За своими раздумьями Чуйков как-то прошляпил появление шумного, округлого, энергично-громогласного военного, при ближайшем рассмотрении оказавшегося Рычаговым[43].
– А! Василий Иванович! Я тебя как раз и искал, помощь твоя нужна позарез, извини, даже поздороваться забыл! Здравия желаю, товарищ комкор!
– Здоров будь и ты, товарищ комкор! – с легкой улыбкой произнес Чуйков. И на него харизма молодого летчика-аса действовала безотказно.
– Василий Иванович, так поможешь? Очень прошу! – Рычагов посмотрел на Чуйкова таким пронзительным взглядом, мол, выручай парня, папаша!
– Павел Васильевич, разве я могу тебе не помочь? Умеешь ведь уговаривать! – Чуйков опять усмехнулся, как-то появление летчика сумело вывести его из мрачного состояния души.
– На том и стоим, Василий Иванович. А просьба у меня простая. Ты ведь с Чибисовым знаком?
– Николаем Евламптьевичем? Знаком.
– Вот. Посодействуй. Мне техники нужны сверх штата! Позарез нужны! В эти морозы мои делают что могут, обморожения пальцев у каждого первого, а не второго! Так я смогу хоть частично восстанавливать людей и держать парк машин в рабочем состоянии. Мне ведь не парадный строй держать, воевать надо! – Рычагов действительно воевал. Пока что только к его самолетам и персоналу по армии претензий у Чуйкова не было.
– Я такой просьбе, конечно, отказать не могу. С комдивом Чибисовым переговорю обязательно. Скажи, как сам дела в армии оцениваешь? – Рычагов на пару секунд задумался.
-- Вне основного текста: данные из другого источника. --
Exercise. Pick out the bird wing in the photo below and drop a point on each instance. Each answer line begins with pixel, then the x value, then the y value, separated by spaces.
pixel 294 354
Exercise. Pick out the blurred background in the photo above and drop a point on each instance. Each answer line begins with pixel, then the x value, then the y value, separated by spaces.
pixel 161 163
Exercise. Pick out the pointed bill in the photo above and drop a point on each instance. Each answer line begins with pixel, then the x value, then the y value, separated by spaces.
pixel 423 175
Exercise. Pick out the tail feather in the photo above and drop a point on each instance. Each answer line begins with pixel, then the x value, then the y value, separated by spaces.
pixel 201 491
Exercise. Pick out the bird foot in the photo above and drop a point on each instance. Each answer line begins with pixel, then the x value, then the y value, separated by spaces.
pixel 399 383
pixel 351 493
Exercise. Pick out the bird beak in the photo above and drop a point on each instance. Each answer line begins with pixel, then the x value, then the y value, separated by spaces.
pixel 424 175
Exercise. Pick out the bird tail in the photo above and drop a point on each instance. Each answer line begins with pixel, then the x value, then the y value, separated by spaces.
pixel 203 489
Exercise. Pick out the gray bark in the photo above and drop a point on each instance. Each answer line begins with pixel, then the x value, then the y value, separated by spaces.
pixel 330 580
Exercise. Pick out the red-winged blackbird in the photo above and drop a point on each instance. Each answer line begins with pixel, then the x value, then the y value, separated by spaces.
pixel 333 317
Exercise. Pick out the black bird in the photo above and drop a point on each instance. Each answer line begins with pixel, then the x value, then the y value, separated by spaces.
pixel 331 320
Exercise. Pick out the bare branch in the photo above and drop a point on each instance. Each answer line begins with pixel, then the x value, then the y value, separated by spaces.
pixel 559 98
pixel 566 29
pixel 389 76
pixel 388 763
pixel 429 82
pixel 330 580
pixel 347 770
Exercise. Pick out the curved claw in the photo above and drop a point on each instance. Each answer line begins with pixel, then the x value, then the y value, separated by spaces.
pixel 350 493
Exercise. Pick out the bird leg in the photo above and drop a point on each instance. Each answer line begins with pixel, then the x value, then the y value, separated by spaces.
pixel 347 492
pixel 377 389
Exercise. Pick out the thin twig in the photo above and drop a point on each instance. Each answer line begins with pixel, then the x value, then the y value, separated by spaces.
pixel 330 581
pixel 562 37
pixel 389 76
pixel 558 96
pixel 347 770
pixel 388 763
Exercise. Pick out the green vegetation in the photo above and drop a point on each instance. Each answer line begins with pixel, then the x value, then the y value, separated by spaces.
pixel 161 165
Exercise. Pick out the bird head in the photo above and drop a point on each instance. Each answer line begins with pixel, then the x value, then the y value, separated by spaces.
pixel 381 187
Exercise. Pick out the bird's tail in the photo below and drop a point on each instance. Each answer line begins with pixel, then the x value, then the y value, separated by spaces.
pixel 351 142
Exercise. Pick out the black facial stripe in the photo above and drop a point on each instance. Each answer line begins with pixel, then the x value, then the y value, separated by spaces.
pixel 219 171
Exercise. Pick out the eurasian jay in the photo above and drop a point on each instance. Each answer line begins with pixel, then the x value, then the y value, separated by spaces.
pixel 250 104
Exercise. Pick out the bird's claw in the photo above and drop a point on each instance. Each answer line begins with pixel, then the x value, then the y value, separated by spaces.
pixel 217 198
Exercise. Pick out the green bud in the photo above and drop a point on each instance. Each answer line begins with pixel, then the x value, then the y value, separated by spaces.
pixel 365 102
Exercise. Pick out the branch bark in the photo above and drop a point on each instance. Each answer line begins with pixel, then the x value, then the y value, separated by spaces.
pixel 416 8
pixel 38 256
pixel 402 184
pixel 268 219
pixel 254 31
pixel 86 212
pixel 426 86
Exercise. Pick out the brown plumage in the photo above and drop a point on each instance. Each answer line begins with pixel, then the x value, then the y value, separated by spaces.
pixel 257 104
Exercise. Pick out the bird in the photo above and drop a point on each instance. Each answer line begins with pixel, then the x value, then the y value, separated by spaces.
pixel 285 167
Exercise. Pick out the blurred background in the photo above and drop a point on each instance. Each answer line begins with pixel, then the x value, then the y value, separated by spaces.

– Хреново я их оцениваю. Духанов – добрейшей души человек, а тут надо давить! Мои по струнке ходят, а тут, в штабе вразвалочку, на всех наплевать, завтра, послезавтра – край будем Хельсинки брать, парадом гулять. Нет! Они серьезно 44-ю дивизию планировали использовать только на параде в Оулу. Я, конечно, молчу, только тебе и только в обмен на услугу, но не тянет Духанов армию. Не тянет.
Глава десятая
Первые решения
Где-то под Минском.
Штабной вагон 44-й дивизии.
22 ноября 1939 года
Как жутко, до боли стучат вагонные колеса! Ординарец принес еще чаю, а я в блокноте стал быстро набрасывать главные мероприятия, необходимые для спасения дивизии и своей собственной шкурки. Мне вообще-то понравилось тело, которое досталось. Худощавый, подтянутый, физически хорошо развитый экземпляр, да еще и довольно располагающей наружности. А по поводу того, что он старше меня, ТОГО, так вообще никаких комплексов не возникало. Сколько бы я протянул в доме инвалидов? Вот только не надо мне про то, что в наших домах инвалидов порядки зашибись! Пару лет мучений и все – на свалку. Именно что мучений! А так есть шанс прожить! Ну хоть сколько-нибудь, да прожить. Вот чем я не собирался заниматься от слова совсем, так это писать товарищу Сталину письмо и описывать устройство атомной бомбы. А еще требовать установить на танке Т-34 командирскую башенку. Не надо быть идиотом, чтобы понять, что информации от меня поверят только если я буду заслуживать доверия, и никак иначе. А пока что я просто перспективный комбриг, который или справится с новой должностью, или шею себе сломает. Это такой сталинский подход к кадрам: есть молодой да перспективный, дай ему задачу, справился – повысь и дай задачу сложнее, пока не выйдет на свой уровень. Но если провалишь поручении вождя – не сносить тебе головы! Свой уровень надо уметь определять самому. Только не надо говорить, что Сталин ошибок не прощал, головы сносил направо и налево… Не было этого! Тот же комкор Духанов, Михаил Павлович, в Финскую проявил себя плохо, катастрофически плохо. Но расстрелян не был. В начале Отечественной получил дивизию, проявил себя при обороне Ленинграда, дослужился до командарма, стал генерал-лейтенантом. А маршал Малиновский[44]? Тоже под Харьковом потерпел страшное поражение, перевели на армию, исправился, снова дали фронт, провёл несколько блестящих наступательных операций, орден Победы номер 8 заслужил по праву!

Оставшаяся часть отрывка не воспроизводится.